Lipolysis-Stimulated Lipoprotein Receptor Gene Variants as a Cause of Progressive Familial Intrahepatic Cholestasis: A Case Report.

Abstract

Aim: To investigate the genetic and molecular mechanisms underlying intrahepatic cholestasis associated with lipolysis-stimulated lipoprotein receptor (LSR) deficiency and to evaluate its potential role in conditions similar to progressive familial intrahepatic cholestasis (PFIC).

Case presentation: We studied a 4-year-old girl with no significant perinatal history who presented with symptoms of cholestasis-pruritus, poor weight gain, and darkened skin-by 6 months of age. Laboratory tests revealed mild cholestasis with elevated total bile acids and normal gamma-glutamyl transferase (GGT). A liver biopsy revealed chronic cholestasis and mild fibrosis. Whole-exome sequencing identified two compound heterozygous variants in the LSR gene, and immunostaining confirmed reduced LSR expression in the liver. The patient showed persistent cholestasis, normal GGT, and a clinical presentation suggestive of PFIC. Genetic testing revealed LSR gene variants, including a likely pathogenic duplication, confirming LSR deficiency. Despite treatment with ursodeoxycholic acid (UDCA), her pruritus persisted and growth remained stunted. Developmental delays were primarily noted in language acquisition.

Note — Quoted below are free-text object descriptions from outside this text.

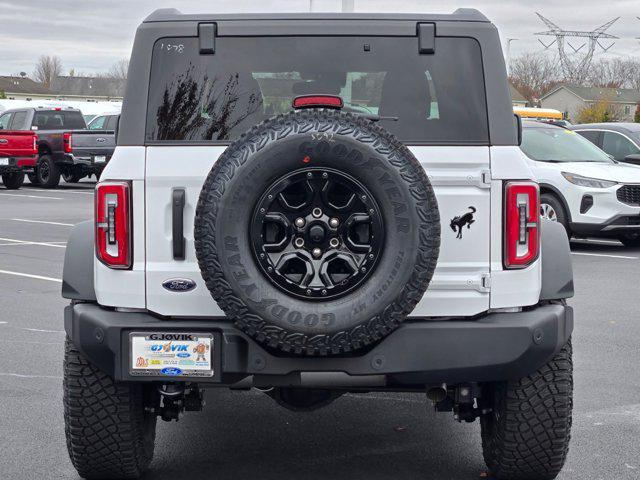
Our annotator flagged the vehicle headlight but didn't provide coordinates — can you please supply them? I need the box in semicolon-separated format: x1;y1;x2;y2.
561;172;617;188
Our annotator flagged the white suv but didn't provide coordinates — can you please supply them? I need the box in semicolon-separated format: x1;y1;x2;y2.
521;121;640;247
61;9;574;480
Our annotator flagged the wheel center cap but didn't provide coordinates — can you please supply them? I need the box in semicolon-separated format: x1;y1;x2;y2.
309;224;326;243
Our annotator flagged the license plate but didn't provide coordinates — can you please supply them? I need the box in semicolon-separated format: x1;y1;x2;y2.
0;158;8;166
94;155;106;163
129;332;214;377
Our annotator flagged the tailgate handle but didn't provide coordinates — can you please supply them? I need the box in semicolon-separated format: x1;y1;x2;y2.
172;189;186;260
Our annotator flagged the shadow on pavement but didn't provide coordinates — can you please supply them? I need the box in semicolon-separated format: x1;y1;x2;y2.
144;389;488;480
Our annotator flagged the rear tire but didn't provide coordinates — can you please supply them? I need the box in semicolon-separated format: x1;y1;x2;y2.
1;172;25;190
27;172;40;185
63;171;83;183
540;193;570;238
481;339;573;480
64;337;157;479
36;155;60;188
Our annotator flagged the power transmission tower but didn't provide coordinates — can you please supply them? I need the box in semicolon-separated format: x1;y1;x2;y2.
535;13;619;84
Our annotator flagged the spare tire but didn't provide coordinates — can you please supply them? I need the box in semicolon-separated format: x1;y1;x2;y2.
195;110;440;356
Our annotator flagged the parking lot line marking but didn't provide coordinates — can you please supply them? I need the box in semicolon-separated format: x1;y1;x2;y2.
0;269;62;283
10;218;74;227
0;192;62;200
23;188;93;195
0;237;66;248
571;252;638;260
22;327;65;333
0;372;62;380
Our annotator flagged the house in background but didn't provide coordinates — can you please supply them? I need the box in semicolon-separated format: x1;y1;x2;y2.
0;75;54;100
50;76;124;102
540;85;640;122
0;75;124;103
509;83;528;107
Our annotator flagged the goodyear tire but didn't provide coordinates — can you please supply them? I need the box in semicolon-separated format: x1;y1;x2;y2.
195;110;440;356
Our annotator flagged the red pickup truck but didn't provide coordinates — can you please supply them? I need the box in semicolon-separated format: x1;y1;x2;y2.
0;130;38;189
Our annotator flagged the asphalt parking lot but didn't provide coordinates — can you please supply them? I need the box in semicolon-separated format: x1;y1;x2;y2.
0;180;638;480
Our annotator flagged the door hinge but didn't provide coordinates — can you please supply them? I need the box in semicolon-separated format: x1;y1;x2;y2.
480;273;491;292
481;170;492;187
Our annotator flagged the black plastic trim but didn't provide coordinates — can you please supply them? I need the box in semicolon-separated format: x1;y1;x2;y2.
417;23;435;53
62;221;96;301
172;189;186;260
65;302;573;386
540;219;574;300
198;22;216;54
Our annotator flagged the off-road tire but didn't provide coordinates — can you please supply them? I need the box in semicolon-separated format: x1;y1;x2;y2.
481;339;573;480
64;337;156;479
195;110;440;356
36;154;60;188
1;172;24;189
540;193;570;238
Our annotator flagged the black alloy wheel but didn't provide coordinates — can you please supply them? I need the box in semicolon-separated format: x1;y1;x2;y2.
251;167;384;300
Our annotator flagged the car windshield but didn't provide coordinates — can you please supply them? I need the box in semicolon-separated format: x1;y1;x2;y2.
521;127;613;163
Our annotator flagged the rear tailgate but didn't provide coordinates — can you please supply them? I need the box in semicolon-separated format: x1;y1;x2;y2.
0;130;37;158
69;130;115;161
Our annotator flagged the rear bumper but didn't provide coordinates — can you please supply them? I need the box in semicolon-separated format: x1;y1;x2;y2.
0;156;33;173
57;154;108;171
65;302;573;387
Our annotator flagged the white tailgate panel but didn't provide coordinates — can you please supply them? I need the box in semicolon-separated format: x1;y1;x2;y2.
409;146;491;316
145;146;226;317
145;146;491;318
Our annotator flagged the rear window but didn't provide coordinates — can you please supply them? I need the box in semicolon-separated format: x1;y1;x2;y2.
32;111;86;130
146;36;488;145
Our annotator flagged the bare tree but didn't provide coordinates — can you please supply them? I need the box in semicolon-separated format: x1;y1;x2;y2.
108;58;129;81
33;55;63;89
585;58;638;89
509;52;561;104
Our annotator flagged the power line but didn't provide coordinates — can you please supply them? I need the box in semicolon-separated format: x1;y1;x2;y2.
535;12;619;84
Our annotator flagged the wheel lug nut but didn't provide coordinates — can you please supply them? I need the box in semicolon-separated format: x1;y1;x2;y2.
322;172;328;179
329;238;340;248
307;172;313;178
312;207;322;218
294;237;305;248
329;218;339;228
312;248;322;258
295;217;305;228
322;289;327;295
306;289;312;295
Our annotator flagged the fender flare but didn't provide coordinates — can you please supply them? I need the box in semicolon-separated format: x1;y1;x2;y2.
62;220;96;302
540;219;574;301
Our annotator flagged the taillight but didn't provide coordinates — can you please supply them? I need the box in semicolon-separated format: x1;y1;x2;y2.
32;134;38;155
63;132;72;153
95;182;131;269
504;181;540;269
292;95;344;109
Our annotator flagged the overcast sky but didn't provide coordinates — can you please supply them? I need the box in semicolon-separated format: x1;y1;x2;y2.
1;0;639;77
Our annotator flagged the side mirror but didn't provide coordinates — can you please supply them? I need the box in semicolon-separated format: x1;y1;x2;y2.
514;114;522;146
623;154;640;165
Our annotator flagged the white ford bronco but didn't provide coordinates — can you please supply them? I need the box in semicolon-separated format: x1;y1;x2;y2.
62;8;575;480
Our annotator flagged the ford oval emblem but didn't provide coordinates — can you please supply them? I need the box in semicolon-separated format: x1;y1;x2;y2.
161;367;183;376
162;278;196;292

Conclusions: This case suggests that LSR deficiency may contribute to a PFIC-like condition, thus broadening our understanding of the genetic causes of intrahepatic cholestasis. Children presenting with PFIC-like symptoms but without mutations in known PFIC genes should be evaluated for LSR deficiency. Further research is needed to elucidate LSR's role in liver function and its potential classification as a new PFIC subtype, "PFIC-14."